What eval-harness is
padosoft/eval-harness is a Laravel-native evaluation framework for RAG and
LLM applications. It gives the non-deterministic part of your stack — the
retriever, the prompt, the model, the chunker — the same regression protection
your business logic has had for fifteen years: a curated golden dataset, a set
of declared metrics, and a CI gate that fails the build when a macro-F1
threshold you set is breached (or a metric errors). The raw command exit code
is an execution-health signal; you turn it into a quality gate by asserting on
the report’s macro_f1 — see the CI gate.
It runs inside your application container, resolving your real Laravel
services directly. Datasets are YAML (reviewable in pull requests), reports
are JSON + Markdown (diffable artifacts), and every external call goes
through Laravel’s Http:: facade so the entire offline path is deterministic
and free.
Your PHPUnit suite green-lights a deploy because it does not know what a
correct answer looks like.

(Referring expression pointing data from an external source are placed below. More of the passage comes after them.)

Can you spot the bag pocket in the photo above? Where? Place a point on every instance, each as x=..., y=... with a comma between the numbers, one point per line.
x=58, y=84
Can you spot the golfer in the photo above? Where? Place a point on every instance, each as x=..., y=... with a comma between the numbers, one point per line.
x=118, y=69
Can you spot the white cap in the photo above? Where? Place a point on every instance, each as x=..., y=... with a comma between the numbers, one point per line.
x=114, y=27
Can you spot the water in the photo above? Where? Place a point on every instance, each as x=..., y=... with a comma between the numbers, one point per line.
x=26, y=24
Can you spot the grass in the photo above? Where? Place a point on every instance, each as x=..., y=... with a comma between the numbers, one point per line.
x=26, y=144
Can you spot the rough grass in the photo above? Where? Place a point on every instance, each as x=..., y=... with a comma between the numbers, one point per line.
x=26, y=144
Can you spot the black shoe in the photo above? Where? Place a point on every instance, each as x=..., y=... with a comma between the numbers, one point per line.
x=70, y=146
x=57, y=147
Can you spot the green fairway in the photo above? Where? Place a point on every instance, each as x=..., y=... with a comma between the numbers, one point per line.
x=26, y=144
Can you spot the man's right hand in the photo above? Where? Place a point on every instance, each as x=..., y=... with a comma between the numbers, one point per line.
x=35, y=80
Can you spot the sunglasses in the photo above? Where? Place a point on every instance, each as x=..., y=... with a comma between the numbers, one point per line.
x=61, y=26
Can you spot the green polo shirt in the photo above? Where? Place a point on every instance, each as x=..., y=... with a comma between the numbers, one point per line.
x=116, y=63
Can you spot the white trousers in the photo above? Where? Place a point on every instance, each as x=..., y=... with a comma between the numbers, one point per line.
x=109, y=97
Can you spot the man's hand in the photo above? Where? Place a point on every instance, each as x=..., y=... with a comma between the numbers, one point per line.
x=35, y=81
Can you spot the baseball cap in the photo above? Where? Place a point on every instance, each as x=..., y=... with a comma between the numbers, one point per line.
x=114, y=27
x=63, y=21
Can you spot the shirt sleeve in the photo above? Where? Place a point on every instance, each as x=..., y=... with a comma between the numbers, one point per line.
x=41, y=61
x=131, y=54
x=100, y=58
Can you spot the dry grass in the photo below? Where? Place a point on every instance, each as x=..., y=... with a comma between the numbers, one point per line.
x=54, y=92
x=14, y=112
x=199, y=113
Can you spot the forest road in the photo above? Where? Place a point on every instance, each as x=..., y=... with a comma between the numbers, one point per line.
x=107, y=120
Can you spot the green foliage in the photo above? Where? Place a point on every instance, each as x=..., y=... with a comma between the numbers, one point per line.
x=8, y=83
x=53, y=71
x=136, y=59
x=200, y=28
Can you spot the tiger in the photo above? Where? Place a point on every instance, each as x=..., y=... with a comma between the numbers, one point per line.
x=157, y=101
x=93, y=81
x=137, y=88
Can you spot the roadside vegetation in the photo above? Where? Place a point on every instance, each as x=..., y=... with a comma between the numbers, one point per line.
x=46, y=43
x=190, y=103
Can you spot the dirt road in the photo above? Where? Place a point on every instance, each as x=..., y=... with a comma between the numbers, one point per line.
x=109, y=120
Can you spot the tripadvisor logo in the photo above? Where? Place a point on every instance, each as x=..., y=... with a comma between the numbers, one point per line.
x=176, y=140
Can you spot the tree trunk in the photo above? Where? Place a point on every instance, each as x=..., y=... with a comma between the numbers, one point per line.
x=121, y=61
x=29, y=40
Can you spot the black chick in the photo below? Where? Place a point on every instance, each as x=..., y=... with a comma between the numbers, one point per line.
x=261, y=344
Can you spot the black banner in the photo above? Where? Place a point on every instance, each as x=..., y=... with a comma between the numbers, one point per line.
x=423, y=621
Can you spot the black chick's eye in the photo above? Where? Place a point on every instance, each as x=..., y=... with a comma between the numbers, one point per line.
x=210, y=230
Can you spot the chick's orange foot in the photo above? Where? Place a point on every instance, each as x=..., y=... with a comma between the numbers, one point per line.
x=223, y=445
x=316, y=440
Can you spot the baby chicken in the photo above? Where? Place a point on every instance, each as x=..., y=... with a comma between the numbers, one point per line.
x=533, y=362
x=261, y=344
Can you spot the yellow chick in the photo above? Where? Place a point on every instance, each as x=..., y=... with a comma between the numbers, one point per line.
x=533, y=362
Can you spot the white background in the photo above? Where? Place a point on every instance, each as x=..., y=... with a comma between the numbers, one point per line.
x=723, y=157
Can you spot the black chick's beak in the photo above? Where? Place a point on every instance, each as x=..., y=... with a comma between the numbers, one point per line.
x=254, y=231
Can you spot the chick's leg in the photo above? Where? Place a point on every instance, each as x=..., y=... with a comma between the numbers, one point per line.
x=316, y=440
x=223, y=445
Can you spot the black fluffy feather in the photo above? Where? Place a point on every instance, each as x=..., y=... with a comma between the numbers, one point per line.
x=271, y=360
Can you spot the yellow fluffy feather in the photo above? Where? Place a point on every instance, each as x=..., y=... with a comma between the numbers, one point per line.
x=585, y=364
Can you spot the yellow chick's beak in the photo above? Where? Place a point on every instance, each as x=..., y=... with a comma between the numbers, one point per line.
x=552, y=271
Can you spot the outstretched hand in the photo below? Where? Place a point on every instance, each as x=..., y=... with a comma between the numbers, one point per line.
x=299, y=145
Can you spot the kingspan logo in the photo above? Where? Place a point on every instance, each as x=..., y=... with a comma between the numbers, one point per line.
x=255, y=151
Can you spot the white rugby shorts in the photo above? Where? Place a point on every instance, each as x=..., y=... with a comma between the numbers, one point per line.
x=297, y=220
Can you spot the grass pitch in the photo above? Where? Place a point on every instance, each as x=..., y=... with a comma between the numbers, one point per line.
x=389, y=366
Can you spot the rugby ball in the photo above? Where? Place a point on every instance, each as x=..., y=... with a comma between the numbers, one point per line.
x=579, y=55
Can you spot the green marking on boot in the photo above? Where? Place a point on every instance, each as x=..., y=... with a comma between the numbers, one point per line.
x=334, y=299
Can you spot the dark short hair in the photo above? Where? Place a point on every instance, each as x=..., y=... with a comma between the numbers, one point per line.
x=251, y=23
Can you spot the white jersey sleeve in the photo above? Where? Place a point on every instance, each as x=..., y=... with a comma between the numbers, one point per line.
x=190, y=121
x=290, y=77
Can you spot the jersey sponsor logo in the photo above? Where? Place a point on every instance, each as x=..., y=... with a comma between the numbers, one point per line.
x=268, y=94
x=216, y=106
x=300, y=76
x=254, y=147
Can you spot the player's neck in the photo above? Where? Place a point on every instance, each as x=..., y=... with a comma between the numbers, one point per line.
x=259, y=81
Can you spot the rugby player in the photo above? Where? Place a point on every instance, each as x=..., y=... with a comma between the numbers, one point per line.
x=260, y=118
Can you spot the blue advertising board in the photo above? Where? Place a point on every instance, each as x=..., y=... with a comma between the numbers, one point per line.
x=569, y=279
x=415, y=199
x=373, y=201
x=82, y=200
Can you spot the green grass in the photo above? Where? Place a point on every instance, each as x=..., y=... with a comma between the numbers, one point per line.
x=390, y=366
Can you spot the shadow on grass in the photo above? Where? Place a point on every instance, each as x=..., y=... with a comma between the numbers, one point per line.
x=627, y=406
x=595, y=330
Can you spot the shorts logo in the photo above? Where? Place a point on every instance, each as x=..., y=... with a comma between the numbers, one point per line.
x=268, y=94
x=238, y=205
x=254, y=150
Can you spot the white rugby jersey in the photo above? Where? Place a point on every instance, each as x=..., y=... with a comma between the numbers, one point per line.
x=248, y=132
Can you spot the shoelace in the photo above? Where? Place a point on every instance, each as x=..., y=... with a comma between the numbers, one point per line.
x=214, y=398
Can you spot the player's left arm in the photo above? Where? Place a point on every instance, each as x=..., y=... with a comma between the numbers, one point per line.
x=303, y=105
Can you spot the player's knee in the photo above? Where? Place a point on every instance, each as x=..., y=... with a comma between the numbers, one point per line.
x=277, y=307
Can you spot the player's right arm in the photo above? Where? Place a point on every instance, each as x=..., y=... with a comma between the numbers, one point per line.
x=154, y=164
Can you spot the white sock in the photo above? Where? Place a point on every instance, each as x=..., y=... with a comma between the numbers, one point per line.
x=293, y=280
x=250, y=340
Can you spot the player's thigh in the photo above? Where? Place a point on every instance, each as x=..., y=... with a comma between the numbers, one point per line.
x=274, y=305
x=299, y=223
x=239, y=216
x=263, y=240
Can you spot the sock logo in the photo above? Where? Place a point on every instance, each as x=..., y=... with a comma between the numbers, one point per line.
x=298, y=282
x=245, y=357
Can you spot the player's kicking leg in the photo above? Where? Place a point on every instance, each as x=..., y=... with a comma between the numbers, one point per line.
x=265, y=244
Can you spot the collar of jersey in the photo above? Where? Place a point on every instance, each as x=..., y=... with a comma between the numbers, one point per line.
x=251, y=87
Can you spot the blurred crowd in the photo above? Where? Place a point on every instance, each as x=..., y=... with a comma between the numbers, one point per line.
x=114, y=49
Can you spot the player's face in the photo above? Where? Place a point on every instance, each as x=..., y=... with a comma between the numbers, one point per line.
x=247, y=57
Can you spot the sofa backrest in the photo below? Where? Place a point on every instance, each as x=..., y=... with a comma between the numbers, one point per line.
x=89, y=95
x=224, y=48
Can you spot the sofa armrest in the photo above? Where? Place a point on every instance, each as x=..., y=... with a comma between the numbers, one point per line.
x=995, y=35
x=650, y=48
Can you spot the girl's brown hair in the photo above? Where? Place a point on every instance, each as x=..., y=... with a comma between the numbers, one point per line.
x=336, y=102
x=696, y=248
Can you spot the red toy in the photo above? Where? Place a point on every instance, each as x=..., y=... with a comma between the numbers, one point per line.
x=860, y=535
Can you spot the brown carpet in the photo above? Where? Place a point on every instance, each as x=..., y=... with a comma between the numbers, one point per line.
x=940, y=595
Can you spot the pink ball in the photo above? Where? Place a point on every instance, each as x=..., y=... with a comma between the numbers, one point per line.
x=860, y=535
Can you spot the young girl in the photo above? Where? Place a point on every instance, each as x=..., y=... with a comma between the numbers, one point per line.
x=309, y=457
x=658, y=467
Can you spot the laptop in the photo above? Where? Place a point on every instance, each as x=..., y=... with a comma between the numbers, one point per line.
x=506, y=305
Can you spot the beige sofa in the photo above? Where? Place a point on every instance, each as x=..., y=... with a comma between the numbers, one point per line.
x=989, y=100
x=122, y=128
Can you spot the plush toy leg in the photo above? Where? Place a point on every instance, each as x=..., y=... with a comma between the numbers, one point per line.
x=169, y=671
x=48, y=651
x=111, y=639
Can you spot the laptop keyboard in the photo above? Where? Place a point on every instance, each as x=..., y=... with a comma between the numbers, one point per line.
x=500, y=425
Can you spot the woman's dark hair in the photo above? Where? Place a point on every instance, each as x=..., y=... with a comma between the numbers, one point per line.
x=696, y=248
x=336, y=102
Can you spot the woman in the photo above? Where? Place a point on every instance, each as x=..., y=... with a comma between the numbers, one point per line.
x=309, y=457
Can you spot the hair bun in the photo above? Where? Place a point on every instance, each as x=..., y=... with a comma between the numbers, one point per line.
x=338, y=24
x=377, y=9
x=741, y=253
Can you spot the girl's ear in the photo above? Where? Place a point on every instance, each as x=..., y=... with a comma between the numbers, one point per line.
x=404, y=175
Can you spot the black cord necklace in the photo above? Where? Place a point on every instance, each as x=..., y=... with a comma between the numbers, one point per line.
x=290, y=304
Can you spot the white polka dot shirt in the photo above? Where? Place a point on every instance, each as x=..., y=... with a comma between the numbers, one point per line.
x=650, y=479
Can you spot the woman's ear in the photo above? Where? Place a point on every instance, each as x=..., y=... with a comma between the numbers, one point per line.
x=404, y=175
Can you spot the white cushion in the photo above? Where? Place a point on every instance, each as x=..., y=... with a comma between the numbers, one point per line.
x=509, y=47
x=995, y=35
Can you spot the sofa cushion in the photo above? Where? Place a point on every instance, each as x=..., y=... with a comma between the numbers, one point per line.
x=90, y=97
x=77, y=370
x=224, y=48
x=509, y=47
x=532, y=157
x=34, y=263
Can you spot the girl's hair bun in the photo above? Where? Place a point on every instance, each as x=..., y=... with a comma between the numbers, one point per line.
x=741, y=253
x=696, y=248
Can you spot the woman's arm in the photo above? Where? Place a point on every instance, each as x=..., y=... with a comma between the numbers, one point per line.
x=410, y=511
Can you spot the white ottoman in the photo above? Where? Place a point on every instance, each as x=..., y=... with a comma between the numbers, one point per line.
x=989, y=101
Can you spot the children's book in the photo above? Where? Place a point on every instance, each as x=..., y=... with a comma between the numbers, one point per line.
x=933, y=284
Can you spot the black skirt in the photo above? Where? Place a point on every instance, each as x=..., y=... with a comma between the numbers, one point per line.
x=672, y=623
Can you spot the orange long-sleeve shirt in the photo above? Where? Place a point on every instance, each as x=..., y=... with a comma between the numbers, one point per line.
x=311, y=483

Bump an embedding model, swap gpt-4o for
gpt-4o-mini, tweak a prompt template, or change the chunker, and every one
of those is a silent quality-regression risk with no programmatic signal.
eval-harness closes that loop: a golden dataset plus a macro-F1 gate turns
“we have AI in prod” into “we have a regression test for our AI in prod”.
How it fits together
The differentiators
These are the things no other public evaluation tool ships in a single
Laravel-native package. Each links to the page that explains the theory, the
design, and the rationale in depth.
Lexical, structural, semantic, LLM-as-judge, ordinal, citation-groundedness,
and the full retrieval-ranking family (hit@k / recall@k / MRR / nDCG@k /
containment) behind a clean Metric interface.
Calibrate the judge against human labels before you gate on it: verdict
agreement rate, a confusion matrix, a length-bias signal, and a
self-preference guard that fails when the judge equals the model under test.
Sample live AI traffic, judge it on a queue, chart pass-rate drift, and fire
an OnlinePassRateDropped event when recent quality dips below
threshold. Off by default; Horizon-ready.
Opt-in safety regression seeds across 10 categories, OWASP LLM /
NIST AI RMF / EU AI Act compliance summaries, a manifest
regression gate, and failure-promotion back to reusable datasets.
Deterministic SerialBatch by default, or queue-backed
LazyParallelBatch with operational profiles, producer-side
backpressure, and progress checkpoints.
YAML datasets, JSON/Markdown reports, a single optional migration, any
OpenAI-compatible provider via Http::. Apache-2.0, headless,
provider-agnostic.
Who it is for
- Laravel engineering teams with a RAG or LLM feature in production and no
programmatic quality signal on model / prompt / retriever changes. - Platform & MLOps owners who want a CI gate, nightly safety baselines, and
a pass-rate-over-time dashboard without adopting a hosted Python platform. - Regulated-industry operators who need refusal-quality scoring, adversarial
coverage, and compliance-framework summaries (OWASP / NIST / EU AI Act). - Anyone allergic to vendor lock-in who wants offline-deterministic,
diffable evaluation artifacts they own.